Check the state of the cluster with the crm status command, or run drbdadm status.

6.2 NFS Kernel Server Resource

In the crm shell, the resource for the NFS server daemons must be configured as a clone of a systemd resource type.

crm(live)configure# primitive nfsserver \
  systemd:nfs-server \
  op monitor interval="30s"
crm(live)configure# clone cl-nfsserver nfsserver \
   meta interleave=true
crm(live)configure# commit

After you have committed this configuration, Pacemaker should start the NFS Kernel server processes on both nodes.

6.3 File System Resource

  1. Configure the file system type resource as follows (but do not commit this configuration yet):

    crm(live)configure# primitive fs_work \
      ocf:heartbeat:Filesystem \
      params device=/dev/drbd0 \
        directory=/srv/nfs/work \
        fstype=ext3 \
      op monitor interval="10s"
  2. Combine these resources into a Pacemaker resource group:

    crm(live)configure# group g-nfs fs_work
  3. Add the following constraints to make sure that the group is started on the same node on which the DRBD multi-state resource is in the master role:

    crm(live)configure# order o-drbd_before_nfs inf: \
      ms-drbd_nfs:promote g-nfs:start
    crm(live)configure# colocation col-nfs_on_drbd inf: \
      g-nfs ms-drbd_nfs:Master
  4. Commit this configuration:

    crm(live)configure# commit

After these changes have been committed, Pacemaker mounts the DRBD device to /srv/nfs/work on the same node. Confirm this with mount (or by looking at /proc/mounts).

6.4 NFS Export Resources

When your DRBD, LVM, and file system resources are working properly, continue with the resources managing your NFS exports. To create highly available NFS export resources, use the exportfs resource type.

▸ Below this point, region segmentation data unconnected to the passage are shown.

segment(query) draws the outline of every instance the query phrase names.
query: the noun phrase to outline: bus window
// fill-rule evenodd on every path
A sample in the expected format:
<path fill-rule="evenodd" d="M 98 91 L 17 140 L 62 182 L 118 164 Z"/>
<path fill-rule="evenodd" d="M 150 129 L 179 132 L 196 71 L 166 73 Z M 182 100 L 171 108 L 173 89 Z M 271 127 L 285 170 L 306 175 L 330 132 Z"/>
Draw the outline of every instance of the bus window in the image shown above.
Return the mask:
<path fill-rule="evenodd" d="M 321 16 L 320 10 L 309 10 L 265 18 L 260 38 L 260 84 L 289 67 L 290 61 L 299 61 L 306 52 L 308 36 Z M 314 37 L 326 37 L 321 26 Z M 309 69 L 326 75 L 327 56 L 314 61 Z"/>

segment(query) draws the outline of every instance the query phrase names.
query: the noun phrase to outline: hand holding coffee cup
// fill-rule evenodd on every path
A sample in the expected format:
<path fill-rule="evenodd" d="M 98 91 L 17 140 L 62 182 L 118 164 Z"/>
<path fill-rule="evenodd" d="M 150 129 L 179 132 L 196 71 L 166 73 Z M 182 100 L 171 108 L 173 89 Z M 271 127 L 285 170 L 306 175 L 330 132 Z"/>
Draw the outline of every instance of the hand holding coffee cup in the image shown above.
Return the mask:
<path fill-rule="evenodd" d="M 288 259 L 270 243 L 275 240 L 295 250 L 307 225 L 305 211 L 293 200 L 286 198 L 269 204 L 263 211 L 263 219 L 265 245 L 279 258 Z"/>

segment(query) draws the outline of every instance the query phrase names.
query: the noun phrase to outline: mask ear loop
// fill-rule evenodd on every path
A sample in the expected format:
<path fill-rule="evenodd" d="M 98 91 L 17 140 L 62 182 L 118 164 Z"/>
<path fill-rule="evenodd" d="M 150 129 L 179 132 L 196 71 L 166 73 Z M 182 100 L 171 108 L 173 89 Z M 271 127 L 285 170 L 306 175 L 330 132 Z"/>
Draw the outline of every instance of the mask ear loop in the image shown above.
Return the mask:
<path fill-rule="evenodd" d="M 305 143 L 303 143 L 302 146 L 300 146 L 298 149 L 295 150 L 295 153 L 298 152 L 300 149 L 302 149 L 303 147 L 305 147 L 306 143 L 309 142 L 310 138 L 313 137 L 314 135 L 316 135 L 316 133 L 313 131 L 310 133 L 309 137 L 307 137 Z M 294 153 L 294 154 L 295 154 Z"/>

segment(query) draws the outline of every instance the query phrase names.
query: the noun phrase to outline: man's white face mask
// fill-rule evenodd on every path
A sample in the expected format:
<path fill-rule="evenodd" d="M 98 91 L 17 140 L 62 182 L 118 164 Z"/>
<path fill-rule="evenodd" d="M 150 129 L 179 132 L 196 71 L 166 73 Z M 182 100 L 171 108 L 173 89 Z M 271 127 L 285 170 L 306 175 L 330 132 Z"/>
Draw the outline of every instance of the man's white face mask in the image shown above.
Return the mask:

To export the /srv/nfs/work directory to clients, use the following primitive:

  1. Create NFS exports with the following commands:

    crm(live)configure# primitive exportfs_work \
      ocf:heartbeat:exportfs \
        params directory="/srv/nfs/work" \
          options="rw,mountpoint" \
          clientspec="192.168.1.0/24" \
          wait_for_leasetime_on_stop=true \
          fsid=100 \
      op monitor interval="30s"
  2. After you have created these resources, append them to the existing g-nfs resource group:

    crm(live)configure# modgroup g-nfs add exportfs_work
  3. Commit this configuration:

    crm(live)configure# commit

    Pacemaker will export the NFS virtual file system root and the two other exports.

  4. Confirm that the NFS exports are set up properly:

    # exportfs -v
    /srv/nfs/work   IP_ADDRESS_OF_CLIENT(OPTIONS)

6.5 Virtual IP Address for NFS Exports

The initial installation creates an administrative virtual IP address for Hawk2. Although you could use this IP address for your NFS exports too, create another one exclusively for NFS exports. This makes it easier to apply security restrictions later. Use the following commands in the crm shell:

crm(live)configure# primitive vip_nfs IPaddr2 \
   params ip=192.168.1.11 cidr_netmask=24 \
   op monitor interval=10 timeout=20
crm(live)configure# modgroup g-nfs add vip_nfs
crm(live)configure# commit

7 Using the NFS Service

This section outlines how to use the highly available NFS service from an NFS client.

To connect to the NFS service, make sure to use the virtual IP address to connect to the cluster rather than a physical IP configured on one of the cluster nodes' network interfaces. For compatibility reasons, use the full path of the NFS export on the server.

In its simplest form, the command to mount the NFS export looks like this:

# mount -t nfs 192.168.1.11:/srv/nfs/work /home/work

To configure a specific transport protocol (proto) and maximum read and write request sizes (rsize and wsize), use:

# mount -o rsize=32768,wsize=32768 \
    192.168.1.11:/srv/nfs/work /home/work

In case you need to be compatible with NFS version 3, include the value vers=3 after the -o option.

For further NFS mount options, consult the nfs man page.